A Swedish company says the news service got information from a Web page that wasn't designed for public access.

by / October 29, 2002
STOCKHOLM, Sweden (AP) -- A small Swedish IT company Monday filed criminal charges against news service Reuters PLC for obtaining an earnings report from a Web page it considered private.

Intentia International asked Sweden's National Criminal Investigation Department to investigate whether Reuters PLC broke the law by retrieving parts of Intentia's third-quarter report from a Web page before Intentia released it publicly.

Reuters published Intentia's report on Oct. 24 after it became available through Intentia's Web site. The report was available to anyone who typed the correct Web address. But Thomas Ahlerup, a spokesman for the company, said the Web page was not available through normal channels on the site.

He said Intentia's legal advisers consider Reuter's action to be an infringement of laws that govern information technology property.

Reuters' Nordic bureau chief in Stockholm, Jonathan Lynn, said in a statement that the company was surprised by Intentia's stance. Reuters published information on the results "after they had been accessible over the Internet."

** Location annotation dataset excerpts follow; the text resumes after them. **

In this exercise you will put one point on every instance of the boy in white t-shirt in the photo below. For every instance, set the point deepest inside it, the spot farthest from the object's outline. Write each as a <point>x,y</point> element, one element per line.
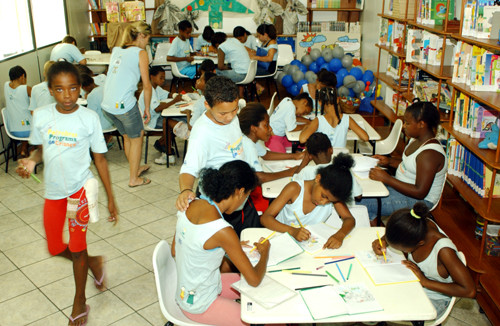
<point>181,52</point>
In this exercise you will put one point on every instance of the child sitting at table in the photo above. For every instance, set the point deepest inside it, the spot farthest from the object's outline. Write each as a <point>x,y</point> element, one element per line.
<point>332,122</point>
<point>320,151</point>
<point>432,256</point>
<point>284,118</point>
<point>180,50</point>
<point>17,102</point>
<point>178,125</point>
<point>311,201</point>
<point>232,51</point>
<point>202,239</point>
<point>40,94</point>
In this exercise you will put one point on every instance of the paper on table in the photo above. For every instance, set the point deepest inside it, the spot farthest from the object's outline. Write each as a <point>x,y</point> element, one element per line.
<point>268,294</point>
<point>381,272</point>
<point>363,165</point>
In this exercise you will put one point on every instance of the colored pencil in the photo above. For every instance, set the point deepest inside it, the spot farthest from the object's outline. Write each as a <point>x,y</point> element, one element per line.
<point>264,240</point>
<point>337,261</point>
<point>349,272</point>
<point>332,276</point>
<point>338,267</point>
<point>383,251</point>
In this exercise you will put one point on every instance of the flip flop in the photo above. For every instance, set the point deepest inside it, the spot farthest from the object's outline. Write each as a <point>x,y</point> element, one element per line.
<point>83,314</point>
<point>145,181</point>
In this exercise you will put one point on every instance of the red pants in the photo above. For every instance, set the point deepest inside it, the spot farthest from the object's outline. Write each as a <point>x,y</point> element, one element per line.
<point>54,215</point>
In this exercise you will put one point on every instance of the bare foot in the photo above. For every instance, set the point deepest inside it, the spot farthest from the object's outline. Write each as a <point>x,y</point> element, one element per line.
<point>96,265</point>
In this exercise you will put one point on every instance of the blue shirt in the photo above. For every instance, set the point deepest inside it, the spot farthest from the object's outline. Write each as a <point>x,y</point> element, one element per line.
<point>66,51</point>
<point>180,49</point>
<point>66,140</point>
<point>283,118</point>
<point>94,100</point>
<point>122,79</point>
<point>236,54</point>
<point>17,104</point>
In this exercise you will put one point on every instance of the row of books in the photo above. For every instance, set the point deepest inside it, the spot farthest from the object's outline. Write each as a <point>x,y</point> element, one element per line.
<point>479,16</point>
<point>476,67</point>
<point>427,48</point>
<point>464,164</point>
<point>473,118</point>
<point>99,28</point>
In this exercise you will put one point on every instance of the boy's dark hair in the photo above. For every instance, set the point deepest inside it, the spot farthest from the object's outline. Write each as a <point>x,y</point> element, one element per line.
<point>426,112</point>
<point>207,65</point>
<point>69,39</point>
<point>327,96</point>
<point>62,67</point>
<point>222,183</point>
<point>218,39</point>
<point>208,33</point>
<point>337,177</point>
<point>16,72</point>
<point>318,143</point>
<point>86,80</point>
<point>251,115</point>
<point>407,229</point>
<point>304,96</point>
<point>327,78</point>
<point>220,89</point>
<point>240,31</point>
<point>155,70</point>
<point>267,28</point>
<point>184,24</point>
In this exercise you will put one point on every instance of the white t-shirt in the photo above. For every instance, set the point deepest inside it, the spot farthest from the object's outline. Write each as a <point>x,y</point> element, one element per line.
<point>211,145</point>
<point>66,51</point>
<point>180,49</point>
<point>158,94</point>
<point>236,54</point>
<point>66,140</point>
<point>283,118</point>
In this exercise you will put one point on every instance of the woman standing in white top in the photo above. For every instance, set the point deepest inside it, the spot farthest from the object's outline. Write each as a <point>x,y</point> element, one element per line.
<point>129,64</point>
<point>202,239</point>
<point>421,172</point>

A release from Reuter's London headquarters said "there was no substance to the allegations that it made an illegal entry to Intentia's IT systems."

Last week, Reuters published an earnings report from banking group Nordea AB ahead of the scheduled release. Nordea has acknowledged that parts of the report were mistakenly put on its Web site.

Ahlerup said that if authorities deem that Reuters retrieved the information from a public part of the Web site, it could set an important precedent, making anything on a company's Web server public information, he said.

"We want the authorities to test what can be considered to be private or public," Ahlerup said.

Ahlerup wouldn't comment on whether the company had made market-sensitive information available before it was released.

Swedish law requires listed companies to disclose information to the Stockholm bourse as well as at least two news agencies and three newspapers.